Que les événements tragiques qui ont secoué la France en janvier aient bousculé aussi bien les personnes que les idées se comprend aisément.
Il ne faut cependant pas que cela vire au grand n’importe quoi comme on le voit depuis avec une confusion totale des discours sur des notions (laïcité, vivre ensemble, éducation « aux » religions ou au « fait » religieux, condition de la formation des membres du clergé, représentation et représentativité de telle ou telle communauté religieuse, etc…) dont on n’a pas pris la peine d’assurer d’abord une définition unique, seule susceptible de permettre la réflexion et qui, pour la plupart n’ont rien à voir les unes avec les autres.
Le débat rebondit ces jours derniers avec une conjonction UMPS qui devrait réjouir Marine Le Pen sur la question parfaitement hors de propos d’une éventuelle interdiction du « voile » (lequel ?) dans les établissements d’enseignement supérieur.
La laïcité est parfaitement définie par nos textes fondateurs :
Art. 11Premier de la Constitution : « La France respecte toutes les croyances », d’où il découle nécessairement qu’elle n’en privilégie aucune.
Et :
Art. 10 1010Dix de la Déclaration des droits de l’Homme et du Citoyen : « Nul ne doit être inquiété pour ses opinions, même religieuses, pourvu que leur manifestation ne trouble pas l’ordre public établi par la Loi » (on peut passer sur une formulation discutable connotée par son époque).
La conséquence de cela est qu’une interdiction des signes religieux dans l’espace public n’est possible que si elle trouble l’ordre public, la question concernant, naturellement, tous les signes religieux, mais uniquement ceux qui sont ostensibles que ne peuvent être un bijou ou une boutonnière discrets, par exemple.
Seule question légitime ramenant au débat d’aujourd’hui: quand le port d’un vêtement religieux trouble-t-il l’ordre public ?

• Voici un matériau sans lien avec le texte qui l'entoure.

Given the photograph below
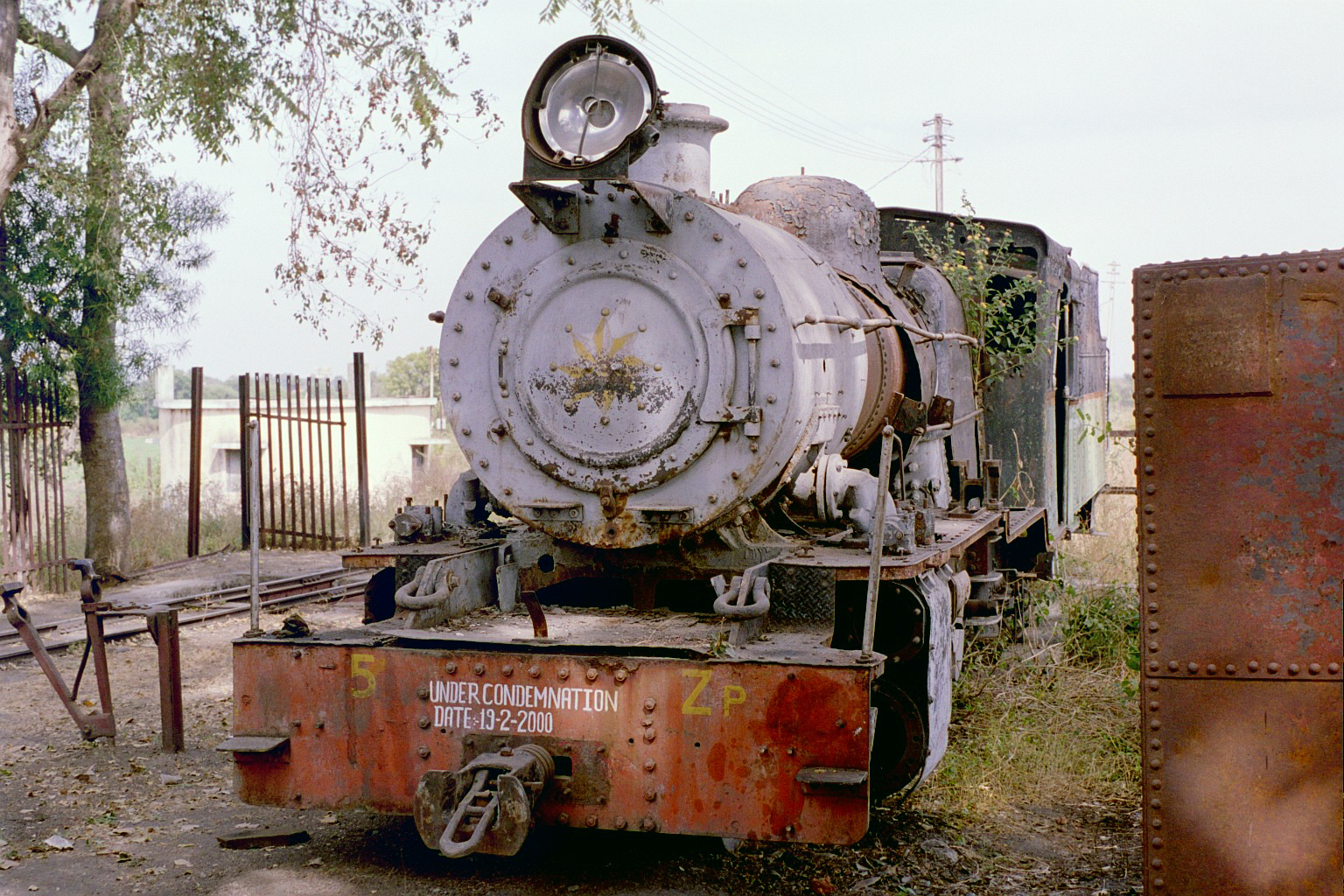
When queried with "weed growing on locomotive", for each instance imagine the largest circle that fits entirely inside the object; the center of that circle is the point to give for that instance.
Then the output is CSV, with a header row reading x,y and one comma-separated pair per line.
x,y
727,458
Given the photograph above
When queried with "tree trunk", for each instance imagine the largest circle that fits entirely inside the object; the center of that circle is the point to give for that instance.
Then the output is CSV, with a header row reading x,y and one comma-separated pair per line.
x,y
10,156
97,364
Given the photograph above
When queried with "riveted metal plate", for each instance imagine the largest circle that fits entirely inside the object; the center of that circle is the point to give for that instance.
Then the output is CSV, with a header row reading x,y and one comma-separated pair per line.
x,y
1239,409
675,745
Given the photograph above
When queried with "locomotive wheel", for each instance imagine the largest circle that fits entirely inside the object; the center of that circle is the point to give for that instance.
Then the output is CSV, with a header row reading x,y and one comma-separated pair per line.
x,y
900,742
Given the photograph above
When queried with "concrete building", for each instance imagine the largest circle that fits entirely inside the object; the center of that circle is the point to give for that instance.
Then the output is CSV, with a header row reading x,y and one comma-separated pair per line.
x,y
398,434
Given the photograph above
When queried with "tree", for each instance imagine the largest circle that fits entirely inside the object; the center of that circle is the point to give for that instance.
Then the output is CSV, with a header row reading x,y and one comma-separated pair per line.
x,y
347,87
410,375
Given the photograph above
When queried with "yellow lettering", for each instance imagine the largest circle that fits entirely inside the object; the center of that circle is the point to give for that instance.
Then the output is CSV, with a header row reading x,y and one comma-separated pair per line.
x,y
689,708
361,667
732,695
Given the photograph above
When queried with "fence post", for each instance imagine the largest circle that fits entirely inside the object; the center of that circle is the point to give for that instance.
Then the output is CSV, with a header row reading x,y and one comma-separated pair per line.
x,y
361,449
245,457
198,387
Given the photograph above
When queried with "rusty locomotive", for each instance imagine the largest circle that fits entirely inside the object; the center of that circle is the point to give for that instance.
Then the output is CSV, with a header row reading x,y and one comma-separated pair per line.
x,y
732,506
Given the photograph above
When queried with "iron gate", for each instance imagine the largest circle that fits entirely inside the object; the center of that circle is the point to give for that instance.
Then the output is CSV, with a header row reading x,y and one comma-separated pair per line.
x,y
1239,407
304,464
32,484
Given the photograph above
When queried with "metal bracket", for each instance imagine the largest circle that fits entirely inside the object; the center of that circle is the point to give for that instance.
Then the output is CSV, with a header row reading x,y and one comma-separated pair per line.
x,y
556,208
556,511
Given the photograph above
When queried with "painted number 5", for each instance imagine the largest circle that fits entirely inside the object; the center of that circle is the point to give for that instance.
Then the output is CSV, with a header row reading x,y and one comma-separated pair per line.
x,y
361,670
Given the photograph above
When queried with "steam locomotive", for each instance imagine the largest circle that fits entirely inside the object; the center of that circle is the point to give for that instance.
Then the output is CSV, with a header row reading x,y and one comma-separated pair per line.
x,y
732,509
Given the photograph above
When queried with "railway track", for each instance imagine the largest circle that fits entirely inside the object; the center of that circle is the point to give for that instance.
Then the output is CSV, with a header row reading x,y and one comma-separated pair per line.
x,y
324,586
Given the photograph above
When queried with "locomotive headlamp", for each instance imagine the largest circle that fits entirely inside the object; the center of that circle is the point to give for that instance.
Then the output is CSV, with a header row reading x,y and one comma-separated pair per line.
x,y
588,101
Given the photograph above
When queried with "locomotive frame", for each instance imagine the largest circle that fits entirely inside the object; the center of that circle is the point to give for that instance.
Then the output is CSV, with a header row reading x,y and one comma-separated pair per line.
x,y
732,604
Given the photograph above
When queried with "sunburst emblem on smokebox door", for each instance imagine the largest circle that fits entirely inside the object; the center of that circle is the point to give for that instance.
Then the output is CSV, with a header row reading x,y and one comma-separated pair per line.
x,y
602,373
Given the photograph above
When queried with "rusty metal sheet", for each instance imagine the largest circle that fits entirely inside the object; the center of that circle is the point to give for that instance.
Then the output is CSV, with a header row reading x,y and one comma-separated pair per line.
x,y
642,743
1239,402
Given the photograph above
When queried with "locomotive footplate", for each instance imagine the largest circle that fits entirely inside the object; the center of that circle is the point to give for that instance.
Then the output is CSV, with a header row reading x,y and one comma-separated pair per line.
x,y
769,743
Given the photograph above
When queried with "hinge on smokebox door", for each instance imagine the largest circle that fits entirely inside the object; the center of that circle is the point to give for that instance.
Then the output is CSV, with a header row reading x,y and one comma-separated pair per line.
x,y
486,806
749,416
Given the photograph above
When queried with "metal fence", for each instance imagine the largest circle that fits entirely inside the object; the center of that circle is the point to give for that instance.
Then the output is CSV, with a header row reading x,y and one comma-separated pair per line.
x,y
304,468
32,499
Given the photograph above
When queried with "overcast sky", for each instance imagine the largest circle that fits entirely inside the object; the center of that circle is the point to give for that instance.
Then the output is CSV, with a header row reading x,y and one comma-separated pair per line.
x,y
1132,132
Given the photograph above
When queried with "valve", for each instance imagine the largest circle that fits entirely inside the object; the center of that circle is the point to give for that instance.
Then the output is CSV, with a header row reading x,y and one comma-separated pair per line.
x,y
486,806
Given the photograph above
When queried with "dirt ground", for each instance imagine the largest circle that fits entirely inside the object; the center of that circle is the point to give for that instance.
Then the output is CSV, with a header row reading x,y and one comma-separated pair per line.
x,y
125,818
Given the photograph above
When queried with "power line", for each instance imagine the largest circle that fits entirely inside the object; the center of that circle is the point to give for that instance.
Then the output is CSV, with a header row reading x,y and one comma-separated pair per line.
x,y
788,110
938,140
749,103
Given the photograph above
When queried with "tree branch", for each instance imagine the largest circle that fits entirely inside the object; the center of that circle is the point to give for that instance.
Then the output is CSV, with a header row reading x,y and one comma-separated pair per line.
x,y
54,43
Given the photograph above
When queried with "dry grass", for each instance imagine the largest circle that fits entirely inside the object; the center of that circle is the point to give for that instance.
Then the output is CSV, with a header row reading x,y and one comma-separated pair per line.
x,y
1062,728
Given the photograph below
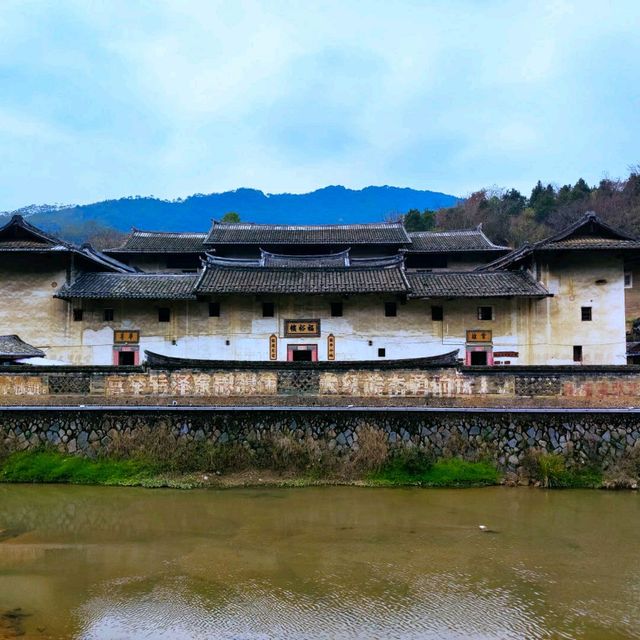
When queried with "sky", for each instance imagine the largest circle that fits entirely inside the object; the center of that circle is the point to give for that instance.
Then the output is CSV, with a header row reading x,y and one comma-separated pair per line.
x,y
168,98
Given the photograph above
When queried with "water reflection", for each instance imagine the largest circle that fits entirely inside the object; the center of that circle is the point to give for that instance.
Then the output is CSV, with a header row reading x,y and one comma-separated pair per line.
x,y
320,563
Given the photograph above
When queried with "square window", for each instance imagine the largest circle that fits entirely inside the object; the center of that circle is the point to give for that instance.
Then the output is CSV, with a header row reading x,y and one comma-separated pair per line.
x,y
390,309
268,309
336,309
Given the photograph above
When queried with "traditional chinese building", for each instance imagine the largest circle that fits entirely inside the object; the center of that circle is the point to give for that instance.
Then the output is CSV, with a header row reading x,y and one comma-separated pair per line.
x,y
249,292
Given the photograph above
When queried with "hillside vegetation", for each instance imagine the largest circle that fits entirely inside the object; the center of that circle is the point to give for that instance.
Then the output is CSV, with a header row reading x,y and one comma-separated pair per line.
x,y
510,217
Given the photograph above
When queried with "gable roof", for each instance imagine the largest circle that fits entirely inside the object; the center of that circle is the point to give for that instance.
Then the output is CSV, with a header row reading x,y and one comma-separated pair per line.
x,y
13,348
19,236
130,286
452,241
338,280
587,233
378,233
139,241
474,284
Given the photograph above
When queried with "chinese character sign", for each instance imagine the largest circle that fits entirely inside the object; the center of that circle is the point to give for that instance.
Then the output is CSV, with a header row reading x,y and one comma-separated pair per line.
x,y
302,328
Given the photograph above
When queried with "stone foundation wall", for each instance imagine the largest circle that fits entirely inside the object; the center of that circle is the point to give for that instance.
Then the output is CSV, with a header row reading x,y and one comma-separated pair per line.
x,y
110,385
503,436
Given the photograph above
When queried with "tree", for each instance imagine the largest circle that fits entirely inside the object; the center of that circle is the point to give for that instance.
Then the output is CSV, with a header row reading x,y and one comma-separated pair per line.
x,y
416,221
230,217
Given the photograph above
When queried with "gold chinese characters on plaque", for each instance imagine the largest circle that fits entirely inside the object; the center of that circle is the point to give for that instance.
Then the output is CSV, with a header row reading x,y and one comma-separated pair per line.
x,y
331,347
302,328
126,336
479,335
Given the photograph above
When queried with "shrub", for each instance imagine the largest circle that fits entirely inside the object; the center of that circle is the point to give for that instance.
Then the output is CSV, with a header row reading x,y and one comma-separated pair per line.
x,y
552,470
372,452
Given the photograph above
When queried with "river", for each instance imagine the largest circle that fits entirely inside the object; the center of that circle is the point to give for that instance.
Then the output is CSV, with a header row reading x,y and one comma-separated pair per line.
x,y
335,562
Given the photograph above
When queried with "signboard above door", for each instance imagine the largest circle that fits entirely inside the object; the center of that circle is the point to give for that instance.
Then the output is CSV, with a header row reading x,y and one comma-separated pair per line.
x,y
126,336
479,335
302,328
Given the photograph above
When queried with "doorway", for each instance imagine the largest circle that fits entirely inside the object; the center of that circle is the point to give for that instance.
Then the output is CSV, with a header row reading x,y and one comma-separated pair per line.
x,y
302,353
126,358
479,356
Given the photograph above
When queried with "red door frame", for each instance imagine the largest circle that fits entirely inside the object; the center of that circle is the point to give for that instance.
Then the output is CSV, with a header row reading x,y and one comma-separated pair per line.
x,y
487,349
302,347
118,349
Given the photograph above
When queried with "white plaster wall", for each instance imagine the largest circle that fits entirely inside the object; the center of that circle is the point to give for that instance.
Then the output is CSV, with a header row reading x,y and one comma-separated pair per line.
x,y
556,322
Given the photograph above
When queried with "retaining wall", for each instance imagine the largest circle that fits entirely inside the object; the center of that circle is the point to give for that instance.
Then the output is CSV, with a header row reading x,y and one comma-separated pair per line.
x,y
504,436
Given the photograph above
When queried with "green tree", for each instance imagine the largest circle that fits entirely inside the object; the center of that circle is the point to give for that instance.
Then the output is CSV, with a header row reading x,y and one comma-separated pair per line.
x,y
230,217
580,190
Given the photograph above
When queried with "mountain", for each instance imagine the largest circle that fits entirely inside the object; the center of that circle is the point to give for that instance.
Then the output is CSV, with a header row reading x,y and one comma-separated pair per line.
x,y
330,205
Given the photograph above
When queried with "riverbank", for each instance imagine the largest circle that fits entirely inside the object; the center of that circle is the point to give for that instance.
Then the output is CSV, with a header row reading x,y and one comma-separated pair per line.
x,y
408,468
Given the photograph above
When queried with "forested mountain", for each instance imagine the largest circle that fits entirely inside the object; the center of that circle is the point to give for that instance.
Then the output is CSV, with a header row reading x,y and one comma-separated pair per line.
x,y
510,217
507,215
330,205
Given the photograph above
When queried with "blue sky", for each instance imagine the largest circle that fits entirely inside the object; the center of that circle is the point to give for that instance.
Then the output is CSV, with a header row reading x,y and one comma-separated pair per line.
x,y
107,99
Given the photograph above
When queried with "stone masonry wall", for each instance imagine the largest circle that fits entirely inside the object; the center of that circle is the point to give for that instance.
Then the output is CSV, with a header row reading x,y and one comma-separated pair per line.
x,y
110,384
502,435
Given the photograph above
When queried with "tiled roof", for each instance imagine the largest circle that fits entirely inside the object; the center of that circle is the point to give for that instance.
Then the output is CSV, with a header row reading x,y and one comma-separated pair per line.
x,y
133,286
161,242
586,233
280,234
20,236
451,241
12,348
313,281
340,259
474,284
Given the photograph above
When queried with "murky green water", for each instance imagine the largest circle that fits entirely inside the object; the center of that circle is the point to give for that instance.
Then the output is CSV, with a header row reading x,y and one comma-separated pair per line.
x,y
85,562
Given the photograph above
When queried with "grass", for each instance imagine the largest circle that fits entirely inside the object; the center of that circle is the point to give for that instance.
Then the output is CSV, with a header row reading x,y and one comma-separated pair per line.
x,y
451,472
50,466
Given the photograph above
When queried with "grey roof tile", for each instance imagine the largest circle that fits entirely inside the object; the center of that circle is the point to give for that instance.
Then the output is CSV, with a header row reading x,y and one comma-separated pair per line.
x,y
474,284
133,286
311,280
12,348
280,234
161,242
451,241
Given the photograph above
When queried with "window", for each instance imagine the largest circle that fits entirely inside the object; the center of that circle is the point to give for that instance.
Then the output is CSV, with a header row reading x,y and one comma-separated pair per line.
x,y
268,309
336,309
390,309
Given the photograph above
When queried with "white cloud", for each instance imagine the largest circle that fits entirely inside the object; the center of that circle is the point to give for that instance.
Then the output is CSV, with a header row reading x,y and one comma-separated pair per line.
x,y
173,97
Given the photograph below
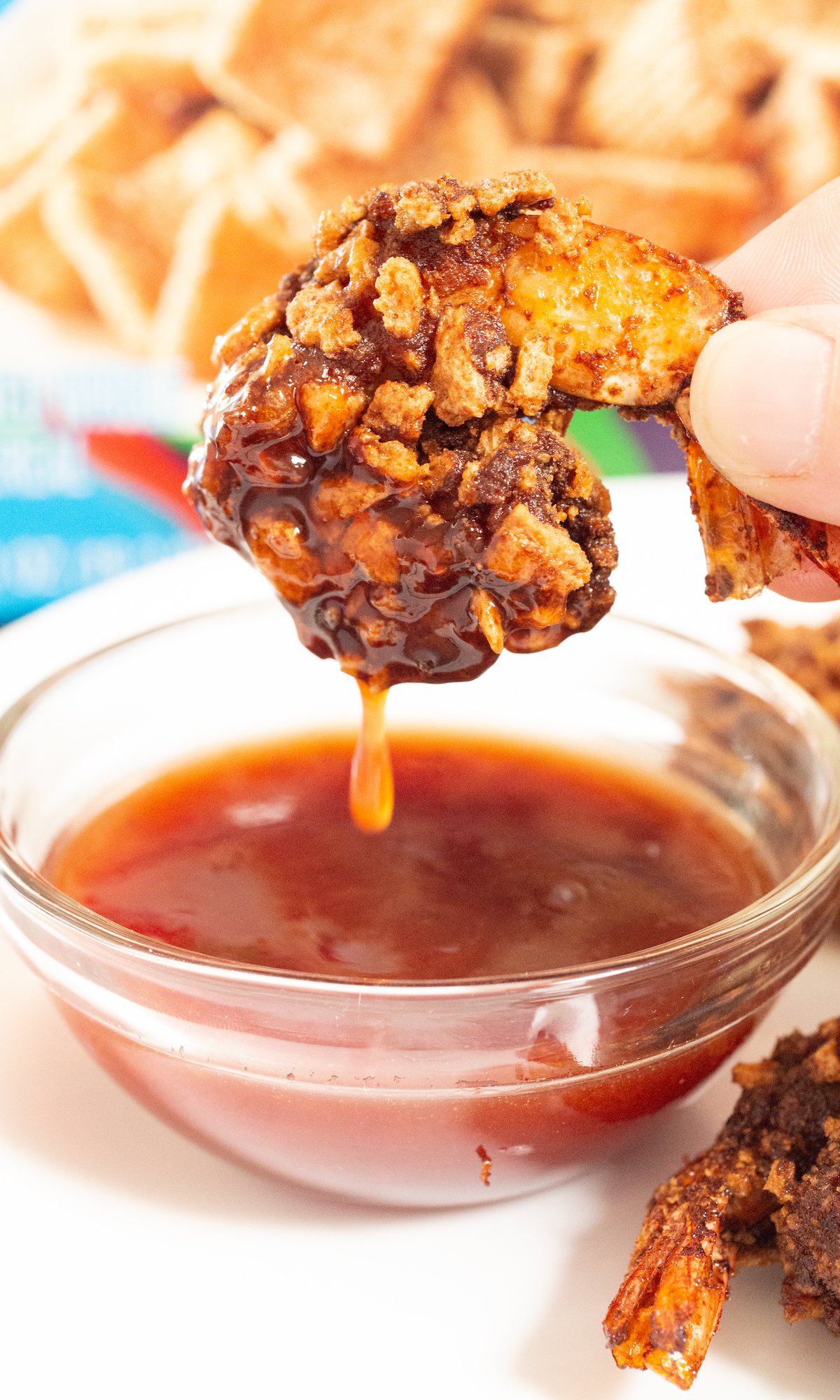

Première réponse certaine : quand l’espace public est dédié à des mineurs ou reçoit des mineurs en nombre significatif.
L’Etat, qui ne peut privilégier aucune religion, doit s’opposer à tout ce qui pourrait obérer une future liberté de choix des intéressés quant à la croyance à laquelle ils souhaiteront adhérer, quand ils seront en mesure de choisir, ou l’absence de croyance qu’ils jugeront préférable. Il n’est donc pas possible qu’ils soient confrontés à des modèles adultes fortement connotés à telle ou telle religion. Il faut toutefois préserver la liberté de choix des parents quant à l’éducation de leurs enfants mineurs qui leur permet, durant la minorité de ceux-ci, de choisir une religion pour eux, à la condition qu’ils soient libres de la quitter une fois devenus adultes.
La traduction de cela est que le port de toute forme de costume religieux doit être interdit dans les services publics d’accueil et de d’éducation qui ne reçoivent que des mineurs (crèches, enseignement primaire et collèges, centres aérés et d’une façon générale toutes activités périscolaires) ou peuvent en recevoir même s’ils comptent aussi des élèves devenus majeurs (lycées) et cela qu’il s’agisse des personnels de toutes activités, des enfants et, à notre avis des parents associés au service en accompagnant des sorties.
Une dérogation peut être faite en faveur des établissements d’enseignement ayant un projet d’éducation particulier, licite et reconnu par l’Etat, et auxquels les parents appartenant à telle ou telle religion préfèreraient inscrire leurs enfants mineurs ou qui seraient choisis par des élèves adultes.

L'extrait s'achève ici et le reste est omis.